Valorizzazione degli oliveti sui Monti Tifatini

di Redazione

Maria Carmela CaiolaCASERTA. L’assessore provinciale allo Sviluppo sostenibile, Maria Carmela Caiola, in collaborazione con l’assessore alle Politiche agricole, Mimmo Dell’Aquila, ha sottoscritto la convenzione per il recupero delle colture tradizionali dei monti Tifatini (in questi giorni interessati da diversi incendi), atto che segna l’avvio del progetto proposto dalla Facoltà di Scienze Naturali della Seconda Università.

“Fra le più importanti colture – spiega l’assessore Caiola – rientrano gli oliveti, tipici del nostro paesaggio, che rischiano l’abbandono. Diverse sono le possibili strade da perseguire per salvare l’olivicoltura e recuperare il necessario reddito aziendale per la sopravvivenza e lo sviluppo del settore. Una di queste può essere rappresentata dalla coltivazione dell’asparago selvatico nell’oliveto, che si sposa perfettamente con la salvaguardia del paesaggio e dell’ambiente, visto che la coltivazione non richiede trattamenti fitosanitari né concimazioni aggiuntive”. Come coltura perenne, l’asparago può anche contribuire alla difesa dei suoli acclivi (la maggior parte degli oliveti campani) contro l’erosione. “Contrariamente ad altre regioni – dichiara l’assessore Dell’Aquila – finora l’asparago selvatico non è stato mai oggetto di analisi e di studio con finalità produttive e paesaggistiche”. Il progetto, proposto dalla Facoltà guidata dal preside Nicola Melone, mette a punto un sistema colturale per l’associazione olivo-asparago, con la costituzione di campi sperimentali dimostrativi in punti diversi dei monti Tifatini, partendo dall’Oasi di San Silvestro.

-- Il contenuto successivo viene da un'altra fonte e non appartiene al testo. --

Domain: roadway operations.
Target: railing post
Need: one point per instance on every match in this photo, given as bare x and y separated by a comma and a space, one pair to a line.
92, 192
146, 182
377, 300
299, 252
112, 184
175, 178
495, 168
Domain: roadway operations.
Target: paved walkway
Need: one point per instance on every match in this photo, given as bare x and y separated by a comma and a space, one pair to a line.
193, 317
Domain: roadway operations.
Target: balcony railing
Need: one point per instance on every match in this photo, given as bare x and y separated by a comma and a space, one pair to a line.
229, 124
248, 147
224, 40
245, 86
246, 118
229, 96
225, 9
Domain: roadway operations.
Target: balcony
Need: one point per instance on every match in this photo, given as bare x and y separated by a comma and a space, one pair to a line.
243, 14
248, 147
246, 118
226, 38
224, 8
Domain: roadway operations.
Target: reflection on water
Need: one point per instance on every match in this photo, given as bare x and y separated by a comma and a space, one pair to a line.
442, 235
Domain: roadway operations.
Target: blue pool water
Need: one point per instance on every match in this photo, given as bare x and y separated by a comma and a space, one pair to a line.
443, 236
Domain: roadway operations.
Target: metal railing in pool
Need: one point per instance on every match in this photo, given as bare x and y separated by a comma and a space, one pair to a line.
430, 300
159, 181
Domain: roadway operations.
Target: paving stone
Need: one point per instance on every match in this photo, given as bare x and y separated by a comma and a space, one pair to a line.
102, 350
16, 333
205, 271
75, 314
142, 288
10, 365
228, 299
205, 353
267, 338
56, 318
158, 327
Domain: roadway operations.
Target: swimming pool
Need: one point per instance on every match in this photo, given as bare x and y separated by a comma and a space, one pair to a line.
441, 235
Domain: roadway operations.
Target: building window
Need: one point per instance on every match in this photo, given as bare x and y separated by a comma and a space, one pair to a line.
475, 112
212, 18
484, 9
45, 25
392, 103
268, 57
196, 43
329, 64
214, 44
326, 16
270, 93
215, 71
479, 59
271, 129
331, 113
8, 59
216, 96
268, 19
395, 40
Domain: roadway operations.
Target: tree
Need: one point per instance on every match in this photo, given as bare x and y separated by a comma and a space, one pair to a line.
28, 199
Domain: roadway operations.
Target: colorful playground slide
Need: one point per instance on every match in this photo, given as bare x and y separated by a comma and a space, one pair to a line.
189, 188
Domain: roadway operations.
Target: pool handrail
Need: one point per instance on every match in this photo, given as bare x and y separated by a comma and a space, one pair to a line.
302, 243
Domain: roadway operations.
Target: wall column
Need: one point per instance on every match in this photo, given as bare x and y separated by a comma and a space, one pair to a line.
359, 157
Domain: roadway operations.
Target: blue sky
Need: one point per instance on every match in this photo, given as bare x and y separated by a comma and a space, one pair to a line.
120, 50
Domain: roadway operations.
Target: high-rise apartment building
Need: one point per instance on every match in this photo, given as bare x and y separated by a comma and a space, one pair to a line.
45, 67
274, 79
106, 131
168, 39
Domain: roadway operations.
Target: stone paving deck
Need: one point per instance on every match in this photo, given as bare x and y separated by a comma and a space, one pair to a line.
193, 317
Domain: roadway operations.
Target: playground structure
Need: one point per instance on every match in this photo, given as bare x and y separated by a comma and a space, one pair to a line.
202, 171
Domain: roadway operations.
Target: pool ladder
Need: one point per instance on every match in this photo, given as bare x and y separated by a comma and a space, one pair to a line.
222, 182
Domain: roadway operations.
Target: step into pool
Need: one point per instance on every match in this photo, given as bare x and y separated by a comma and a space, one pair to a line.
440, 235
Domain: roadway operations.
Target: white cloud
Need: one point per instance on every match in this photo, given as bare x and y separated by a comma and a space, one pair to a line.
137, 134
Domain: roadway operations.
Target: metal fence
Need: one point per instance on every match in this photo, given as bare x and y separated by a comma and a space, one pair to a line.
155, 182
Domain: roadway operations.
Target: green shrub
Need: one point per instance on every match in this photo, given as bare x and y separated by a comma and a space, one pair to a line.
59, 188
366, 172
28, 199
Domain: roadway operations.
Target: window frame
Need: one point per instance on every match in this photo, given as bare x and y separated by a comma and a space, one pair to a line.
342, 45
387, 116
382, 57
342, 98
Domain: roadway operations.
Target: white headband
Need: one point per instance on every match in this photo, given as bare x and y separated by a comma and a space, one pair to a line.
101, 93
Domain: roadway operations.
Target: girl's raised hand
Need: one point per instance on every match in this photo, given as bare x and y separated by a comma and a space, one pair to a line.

Prevede inoltre iniziative di valorizzazione del prodotto e della sua tradizione e si propone come modello operativo pilota, che potrà estendersi anche ad altre filiere. In particolare potrà riguardare anche il cappero (“Capparis spinosa L.”), che ben si adatta alle caratteristiche del terreno calcareo. La pianta può raggiungere il metro di altezza e generalmente si sviluppa come coprisuolo o appesa a muri a secco o lungo le spaccature della roccia. “Nella nostra realtà, che si caratterizza anche per la presenza delle cave, questo tipo di coltura può offrirsi per il recupero paesaggistico delle pareti di cava”, conclude l’assessore Caiola.